Much of the work needed is summarized in the paper "Research & Development Priorities for Communications and Information Infrastructure Assurance" by Huntman, Jacobsen, Johnson, Mansur, and Baily, available at http://www-itg.lbl.gov/security/Publications/C+I_Report.html. The paper provides rough estimates of the levels of research needed in 13 topical areas: (1) characterization and notification of threats; (2) detection, analysis, and prevention; (3) definition of security architectures; (4) response, recovery, and reconstitution; (5) advanced concepts and theory; (6) management of information protection; (7) characterization of infrastructure required for minimum essential services; (8) valuation of information; (9) indication and warning; (10) cost-benefit analysis; (11) modeling and simulation; (12) risk management; and (13) encryption technologies.

NETWORK RESEARCH AND DEVELOPMENT

The MICS-funded network research and development efforts are intended to create and/or enable new high performance networking applications. Examples of their efforts to ensure scalable networking include the improvement of network protocols and router algorithms; the creation of tools that model, measure, and analyze network traffic; technology that can guarantee bandwidth (e.g., quality of service) and associated management tools; multicasting of data; security; and innovative techniques for the efficient handling of World Wide Web-related traffic.
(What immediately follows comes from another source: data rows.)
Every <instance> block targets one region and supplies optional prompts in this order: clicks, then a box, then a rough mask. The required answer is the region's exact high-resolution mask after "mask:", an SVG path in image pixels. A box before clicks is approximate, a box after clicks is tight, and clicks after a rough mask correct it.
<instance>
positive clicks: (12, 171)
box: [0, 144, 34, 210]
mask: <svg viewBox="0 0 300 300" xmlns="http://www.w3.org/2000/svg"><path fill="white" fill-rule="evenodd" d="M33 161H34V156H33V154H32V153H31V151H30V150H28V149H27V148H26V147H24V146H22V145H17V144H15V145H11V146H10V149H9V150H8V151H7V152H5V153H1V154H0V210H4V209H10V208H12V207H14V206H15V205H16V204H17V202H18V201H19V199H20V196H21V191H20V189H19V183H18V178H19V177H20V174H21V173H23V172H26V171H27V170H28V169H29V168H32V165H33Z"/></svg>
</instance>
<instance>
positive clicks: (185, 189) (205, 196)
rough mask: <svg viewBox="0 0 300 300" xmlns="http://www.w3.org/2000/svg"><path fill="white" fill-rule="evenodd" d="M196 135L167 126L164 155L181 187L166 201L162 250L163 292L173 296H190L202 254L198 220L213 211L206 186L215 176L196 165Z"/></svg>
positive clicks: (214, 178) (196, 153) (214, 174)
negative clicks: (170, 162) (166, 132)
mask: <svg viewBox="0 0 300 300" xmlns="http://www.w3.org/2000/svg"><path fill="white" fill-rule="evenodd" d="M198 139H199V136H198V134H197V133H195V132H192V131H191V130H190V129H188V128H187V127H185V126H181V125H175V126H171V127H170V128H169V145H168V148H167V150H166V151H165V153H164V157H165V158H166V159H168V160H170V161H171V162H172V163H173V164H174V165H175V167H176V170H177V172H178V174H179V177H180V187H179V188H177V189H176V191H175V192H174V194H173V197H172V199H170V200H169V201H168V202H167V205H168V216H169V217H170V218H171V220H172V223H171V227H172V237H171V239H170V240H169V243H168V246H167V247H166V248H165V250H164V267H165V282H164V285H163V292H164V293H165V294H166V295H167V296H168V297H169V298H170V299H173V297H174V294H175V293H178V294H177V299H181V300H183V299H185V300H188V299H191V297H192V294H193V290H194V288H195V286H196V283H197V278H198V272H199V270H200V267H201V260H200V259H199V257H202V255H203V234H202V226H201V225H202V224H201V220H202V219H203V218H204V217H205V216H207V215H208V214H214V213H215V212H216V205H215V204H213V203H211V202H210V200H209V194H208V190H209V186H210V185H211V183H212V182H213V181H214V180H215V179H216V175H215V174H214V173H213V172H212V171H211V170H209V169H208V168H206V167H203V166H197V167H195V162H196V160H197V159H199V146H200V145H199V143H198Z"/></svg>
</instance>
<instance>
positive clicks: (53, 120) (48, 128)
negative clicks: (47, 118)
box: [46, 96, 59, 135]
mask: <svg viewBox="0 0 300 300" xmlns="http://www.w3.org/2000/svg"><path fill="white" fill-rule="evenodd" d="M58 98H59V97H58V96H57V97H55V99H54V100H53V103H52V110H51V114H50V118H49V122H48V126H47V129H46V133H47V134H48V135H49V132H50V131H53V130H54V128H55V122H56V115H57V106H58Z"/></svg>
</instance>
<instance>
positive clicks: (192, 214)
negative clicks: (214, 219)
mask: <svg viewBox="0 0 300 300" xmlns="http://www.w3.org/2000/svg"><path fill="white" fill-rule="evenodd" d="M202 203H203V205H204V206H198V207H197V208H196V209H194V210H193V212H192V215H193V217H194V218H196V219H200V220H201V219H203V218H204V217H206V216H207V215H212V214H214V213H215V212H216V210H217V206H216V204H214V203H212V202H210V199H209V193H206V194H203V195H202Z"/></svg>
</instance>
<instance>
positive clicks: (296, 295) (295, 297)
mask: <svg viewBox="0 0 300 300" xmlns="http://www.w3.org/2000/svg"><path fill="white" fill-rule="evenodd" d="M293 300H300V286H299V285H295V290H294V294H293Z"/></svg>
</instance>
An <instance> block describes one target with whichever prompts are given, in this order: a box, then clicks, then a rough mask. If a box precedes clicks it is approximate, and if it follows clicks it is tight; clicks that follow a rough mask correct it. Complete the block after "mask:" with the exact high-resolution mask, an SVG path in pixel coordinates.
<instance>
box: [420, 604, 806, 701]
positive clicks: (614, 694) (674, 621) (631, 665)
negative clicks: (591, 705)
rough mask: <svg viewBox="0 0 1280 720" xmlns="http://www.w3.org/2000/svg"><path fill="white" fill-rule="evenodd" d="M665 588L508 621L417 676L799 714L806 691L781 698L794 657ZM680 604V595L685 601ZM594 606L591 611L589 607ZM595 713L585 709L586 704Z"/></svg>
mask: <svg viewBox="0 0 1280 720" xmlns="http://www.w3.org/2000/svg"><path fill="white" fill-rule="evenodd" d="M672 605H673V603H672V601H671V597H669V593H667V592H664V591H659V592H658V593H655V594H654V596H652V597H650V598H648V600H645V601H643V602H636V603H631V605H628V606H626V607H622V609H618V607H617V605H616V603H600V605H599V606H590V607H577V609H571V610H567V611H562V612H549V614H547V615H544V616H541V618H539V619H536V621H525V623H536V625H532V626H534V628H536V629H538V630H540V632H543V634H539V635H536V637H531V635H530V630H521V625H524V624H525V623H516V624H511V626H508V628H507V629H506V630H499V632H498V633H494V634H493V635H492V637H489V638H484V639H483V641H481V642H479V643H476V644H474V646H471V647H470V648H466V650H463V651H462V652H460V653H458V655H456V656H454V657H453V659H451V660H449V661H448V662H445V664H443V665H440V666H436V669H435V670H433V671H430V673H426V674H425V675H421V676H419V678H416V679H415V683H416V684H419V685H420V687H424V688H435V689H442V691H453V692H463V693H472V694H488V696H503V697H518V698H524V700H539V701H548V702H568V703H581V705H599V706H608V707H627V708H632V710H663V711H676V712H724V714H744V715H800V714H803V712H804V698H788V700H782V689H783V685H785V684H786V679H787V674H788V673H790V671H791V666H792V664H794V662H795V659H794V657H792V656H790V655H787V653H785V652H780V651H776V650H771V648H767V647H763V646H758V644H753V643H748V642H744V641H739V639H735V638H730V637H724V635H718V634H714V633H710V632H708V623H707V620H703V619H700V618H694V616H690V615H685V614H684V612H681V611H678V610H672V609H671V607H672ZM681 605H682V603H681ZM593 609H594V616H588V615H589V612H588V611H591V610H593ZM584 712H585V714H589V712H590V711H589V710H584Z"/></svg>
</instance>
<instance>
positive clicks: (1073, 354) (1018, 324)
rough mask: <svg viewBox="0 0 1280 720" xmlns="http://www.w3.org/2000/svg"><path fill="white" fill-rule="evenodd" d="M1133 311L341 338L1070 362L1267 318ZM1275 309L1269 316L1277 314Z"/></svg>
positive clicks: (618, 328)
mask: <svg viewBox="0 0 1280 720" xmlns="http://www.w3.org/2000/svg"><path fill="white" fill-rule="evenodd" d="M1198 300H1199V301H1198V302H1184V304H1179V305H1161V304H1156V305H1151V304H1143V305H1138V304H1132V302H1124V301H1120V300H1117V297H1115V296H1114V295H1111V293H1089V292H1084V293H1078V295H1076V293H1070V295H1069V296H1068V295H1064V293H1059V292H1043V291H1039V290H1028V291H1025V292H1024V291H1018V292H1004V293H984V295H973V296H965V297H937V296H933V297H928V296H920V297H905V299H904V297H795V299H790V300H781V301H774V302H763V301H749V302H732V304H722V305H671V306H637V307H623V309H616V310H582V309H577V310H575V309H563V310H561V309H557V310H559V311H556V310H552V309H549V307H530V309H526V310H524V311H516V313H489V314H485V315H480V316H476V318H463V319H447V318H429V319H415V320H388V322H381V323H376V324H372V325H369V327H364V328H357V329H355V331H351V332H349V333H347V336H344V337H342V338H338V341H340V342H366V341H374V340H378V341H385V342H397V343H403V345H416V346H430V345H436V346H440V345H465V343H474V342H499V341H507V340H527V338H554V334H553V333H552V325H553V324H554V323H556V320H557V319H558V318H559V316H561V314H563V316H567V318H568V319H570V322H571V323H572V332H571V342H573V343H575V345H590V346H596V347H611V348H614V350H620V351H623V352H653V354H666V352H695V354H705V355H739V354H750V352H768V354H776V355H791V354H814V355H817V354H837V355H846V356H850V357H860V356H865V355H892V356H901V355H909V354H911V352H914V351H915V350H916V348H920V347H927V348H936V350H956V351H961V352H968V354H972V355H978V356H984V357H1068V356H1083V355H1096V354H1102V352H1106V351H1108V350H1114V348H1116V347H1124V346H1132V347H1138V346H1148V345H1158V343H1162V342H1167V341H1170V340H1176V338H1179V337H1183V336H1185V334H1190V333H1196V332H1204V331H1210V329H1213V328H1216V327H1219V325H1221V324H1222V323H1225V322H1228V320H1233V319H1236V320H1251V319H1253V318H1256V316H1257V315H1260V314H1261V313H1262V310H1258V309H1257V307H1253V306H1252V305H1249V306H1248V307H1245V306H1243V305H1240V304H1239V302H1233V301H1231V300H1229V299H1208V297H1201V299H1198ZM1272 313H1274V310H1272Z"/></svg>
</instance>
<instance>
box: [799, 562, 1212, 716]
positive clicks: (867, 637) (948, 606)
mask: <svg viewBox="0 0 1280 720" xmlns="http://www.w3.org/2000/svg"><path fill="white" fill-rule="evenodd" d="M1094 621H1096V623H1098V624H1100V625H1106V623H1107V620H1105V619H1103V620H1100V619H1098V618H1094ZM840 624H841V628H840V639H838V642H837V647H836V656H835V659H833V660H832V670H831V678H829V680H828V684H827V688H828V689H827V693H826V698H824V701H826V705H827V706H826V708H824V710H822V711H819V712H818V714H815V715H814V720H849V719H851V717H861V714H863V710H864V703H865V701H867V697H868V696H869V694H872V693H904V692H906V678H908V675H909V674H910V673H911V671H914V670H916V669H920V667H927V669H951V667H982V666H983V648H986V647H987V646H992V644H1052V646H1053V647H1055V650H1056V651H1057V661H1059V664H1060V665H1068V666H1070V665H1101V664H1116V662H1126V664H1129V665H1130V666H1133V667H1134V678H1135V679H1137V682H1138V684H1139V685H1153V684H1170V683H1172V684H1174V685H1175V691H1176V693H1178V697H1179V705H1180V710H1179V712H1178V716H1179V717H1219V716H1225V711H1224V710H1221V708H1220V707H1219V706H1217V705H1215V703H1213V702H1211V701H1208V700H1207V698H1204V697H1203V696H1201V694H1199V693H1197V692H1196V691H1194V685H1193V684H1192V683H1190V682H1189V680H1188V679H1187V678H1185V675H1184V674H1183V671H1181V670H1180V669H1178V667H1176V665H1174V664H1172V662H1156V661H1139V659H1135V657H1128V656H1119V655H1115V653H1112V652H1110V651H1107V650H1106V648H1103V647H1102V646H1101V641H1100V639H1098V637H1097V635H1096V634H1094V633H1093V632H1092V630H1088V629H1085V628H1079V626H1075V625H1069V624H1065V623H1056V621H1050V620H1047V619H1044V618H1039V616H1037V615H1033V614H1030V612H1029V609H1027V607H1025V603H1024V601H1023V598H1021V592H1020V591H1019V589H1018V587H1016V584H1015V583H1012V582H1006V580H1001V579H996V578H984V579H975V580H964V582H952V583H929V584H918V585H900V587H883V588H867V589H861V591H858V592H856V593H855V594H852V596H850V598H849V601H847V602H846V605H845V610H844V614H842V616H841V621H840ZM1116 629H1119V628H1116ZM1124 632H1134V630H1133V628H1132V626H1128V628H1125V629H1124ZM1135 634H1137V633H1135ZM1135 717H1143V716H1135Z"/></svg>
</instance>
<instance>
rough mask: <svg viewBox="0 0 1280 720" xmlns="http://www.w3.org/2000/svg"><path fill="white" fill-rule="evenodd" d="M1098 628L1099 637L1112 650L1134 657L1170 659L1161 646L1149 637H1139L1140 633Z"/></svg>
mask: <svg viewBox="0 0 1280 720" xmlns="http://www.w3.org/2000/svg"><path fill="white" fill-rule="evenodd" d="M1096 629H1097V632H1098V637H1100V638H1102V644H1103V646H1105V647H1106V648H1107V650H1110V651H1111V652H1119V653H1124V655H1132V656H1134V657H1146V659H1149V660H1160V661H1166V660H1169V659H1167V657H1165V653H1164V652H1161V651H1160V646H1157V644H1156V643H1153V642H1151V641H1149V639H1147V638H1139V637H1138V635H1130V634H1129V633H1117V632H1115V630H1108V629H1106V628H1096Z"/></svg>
ESnet is motivated to support these efforts because such R&D underpins the future success of networking, and the R&D program itself is a member of the user community that ESnet is mandated to serve.

This situation presents a unique set of challenges to the ESnet provider. On the one hand, users of the production aspects of ESnet do not wish to have their network infrastructure disturbed by such R&D activities. On the other hand, network researchers must have access (at some point) to a large network with real users as the ultimate testbed for their efforts. Such an environment is critical to the future of ESnet and the entire community that it serves. A full discussion of issues related to supporting production and research traffic (and one possible solution) can be found in "MORPHnet" by Aiken, Carlson, Foster, Kuhfuss, Stevens, and Winkler at http://www.anl.gov/ECT/Public/research/morphnet.html. We believe such a testbed is an important requirement.

In the end, research and development must result in products that work in the scientific environment of the ESnet user community. Such products must be reasonably easy to use, perhaps appearing almost shrink-wrapped. Such tools must be integrated into the full scientific research environment and be easily maintainable.

A COLLABORATIVE APPROACH

This paper has discussed the need for a variety of complex and advanced networking services. In order to ensure their timely introduction and ease of use by the scientific community, we believe that a collaborative approach to development and implementation is needed. Most of the solutions will require close collaboration among the ESnet staff, the scientists using the network, and the network research and development staff. Of the applications and infrastructure enhancements discussed above, this collaborative approach to development will be particularly needed for remote experimental operations, remote/shared code development, visualization, teleconferencing/videoconferencing, quality of service, and network status and diagnostic tools for users.

Without a collaborative and tightly coupled approach, application and network infrastructure developments will not be coordinated, resulting in less than synergistic efforts and lost time. ESnet, as a network run for DOE research programs in close consultation with the user programs, is ideally positioned to ensure the needed collaborative developments and to work iteratively with the programmatic users to ensure that the users get the maximum value from the network and the improved functionality they need as soon as possible.

We find that close cooperation between network researchers, network service providers, and the ESnet user community will continue to be central to the success of the DOE networking program and the community that it benefits.